Various VPC endpoints situated in different consumer VPCs can establish connections with a single endpoint service located in the service provider VPC. Hence, you can think of a high-level architecture as below –
Furthermore, it’s important to note that AWS PrivateLink can enable communication to endpoints located in different AWS Regions through the use of Inter-Region VPC Peering.
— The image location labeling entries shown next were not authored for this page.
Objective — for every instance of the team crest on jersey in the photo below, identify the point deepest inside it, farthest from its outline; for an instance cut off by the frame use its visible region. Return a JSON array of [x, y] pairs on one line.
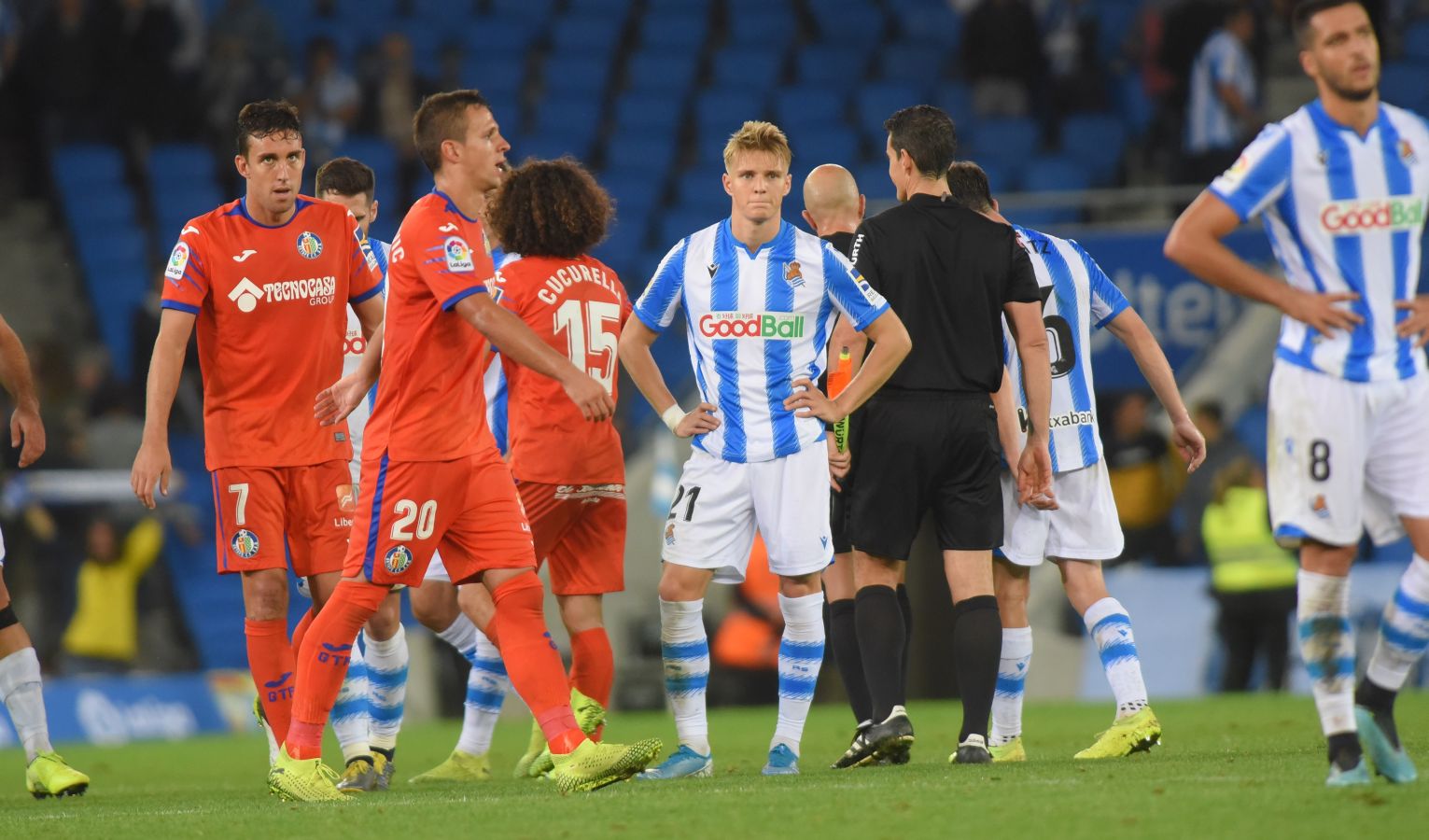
[[177, 261], [398, 559], [459, 255], [245, 543], [309, 246]]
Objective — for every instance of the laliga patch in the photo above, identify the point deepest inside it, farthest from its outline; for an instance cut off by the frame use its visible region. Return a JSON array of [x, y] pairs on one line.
[[398, 559], [245, 543], [177, 261], [457, 255], [309, 246]]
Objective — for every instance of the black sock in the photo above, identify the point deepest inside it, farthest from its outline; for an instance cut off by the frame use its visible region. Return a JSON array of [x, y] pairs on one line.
[[844, 637], [976, 651], [880, 646], [907, 642]]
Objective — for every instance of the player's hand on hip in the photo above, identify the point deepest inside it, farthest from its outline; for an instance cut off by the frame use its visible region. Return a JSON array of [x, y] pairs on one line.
[[1189, 441], [809, 401], [152, 465], [339, 399], [27, 428], [702, 420], [1416, 326], [1324, 310], [591, 398]]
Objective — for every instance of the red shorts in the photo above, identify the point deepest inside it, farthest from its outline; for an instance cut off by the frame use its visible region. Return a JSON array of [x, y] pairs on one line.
[[272, 516], [466, 508], [579, 532]]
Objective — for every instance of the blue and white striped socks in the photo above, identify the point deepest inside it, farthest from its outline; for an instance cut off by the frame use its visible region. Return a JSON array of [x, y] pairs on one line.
[[387, 680], [1404, 633], [686, 654], [1328, 648], [801, 654], [1012, 679], [1111, 627]]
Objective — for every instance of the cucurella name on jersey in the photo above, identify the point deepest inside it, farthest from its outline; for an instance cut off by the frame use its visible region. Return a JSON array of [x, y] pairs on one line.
[[756, 322], [1076, 296], [1343, 213]]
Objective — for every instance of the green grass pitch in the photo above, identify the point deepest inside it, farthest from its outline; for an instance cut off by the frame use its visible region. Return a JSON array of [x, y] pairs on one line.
[[1227, 767]]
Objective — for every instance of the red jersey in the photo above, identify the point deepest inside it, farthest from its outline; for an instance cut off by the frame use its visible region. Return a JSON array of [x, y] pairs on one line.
[[271, 322], [578, 307], [430, 406]]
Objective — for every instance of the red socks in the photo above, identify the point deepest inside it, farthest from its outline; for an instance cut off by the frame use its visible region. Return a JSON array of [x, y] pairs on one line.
[[532, 660], [271, 662], [323, 662]]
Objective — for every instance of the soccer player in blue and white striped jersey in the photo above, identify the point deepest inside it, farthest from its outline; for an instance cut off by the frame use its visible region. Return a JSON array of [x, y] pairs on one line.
[[761, 298], [1342, 186], [1082, 530]]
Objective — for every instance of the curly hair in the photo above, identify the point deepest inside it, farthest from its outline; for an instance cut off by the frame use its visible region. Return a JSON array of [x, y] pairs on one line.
[[265, 119], [551, 209]]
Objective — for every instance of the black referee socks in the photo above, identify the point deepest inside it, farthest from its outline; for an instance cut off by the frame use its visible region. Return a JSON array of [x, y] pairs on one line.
[[880, 643], [976, 651]]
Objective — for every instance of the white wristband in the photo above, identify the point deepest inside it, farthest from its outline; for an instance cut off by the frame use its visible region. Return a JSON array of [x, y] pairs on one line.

I recommend reading this AWS blog, which outlines an architecture involving PrivateLink and Transit Gateway. This approach has the potential to significantly decrease the number of VPC endpoints, streamline the deployment of VPC endpoints, and offer cost optimization benefits, especially when implementing solutions at scale.
While it’s possible to configure many-to-one connectivity using AWS PrivateLink, there are several important factors to keep in mind when considering this type of scaling:
- Cost and management: As you introduce new consumer VPCs to AWS PrivateLink, you’ll also be adding new VPC endpoints to your infrastructure, which can add to your billing and infrastructure management overhead.
- AWS PrivateLink quotas: Be sure to take into account AWS PrivateLink quotas, as these define the limits for various aspects of your PrivateLink setup.
- Network throughput: VPC endpoints support a maximum throughput of 100Gbps. This is an important consideration for applications that have high network demands when exposed through AWS PrivateLink.
- LB quotas: Be considerate about network load balancer quotas/gateway load balancer quotas.
- IP requirements: AWS PrivateLink consumes a certain number of IP addresses for Load Balancers and endpoints from your VPC’s IP address pool. Ensure that your VPCs can accommodate these IP requirements without causing IP address exhaustion.
Transit Gateway as an alternative?
Let’s look at Transit Gateway if it can be an alternative in a continually expanding VPC environment.
- If unidirectional traffic is your primary requirement, AWS PrivateLink is the choice.
- For a cost-efficient solution, AWS PrivateLink is certainly more economical than Transit Gateway.
- It’s worth noting that Transit Gateway is not suitable when dealing with VPCs that have overlapping CIDRs.
- In a nutshell, Transit Gateway becomes a viable alternative only when you are designing a highly scalable solution involving a significantly huge number of participating VPCs with non-overlapping CIDRs, and your solution prioritizes simplicity and reduced management overhead over cost considerations.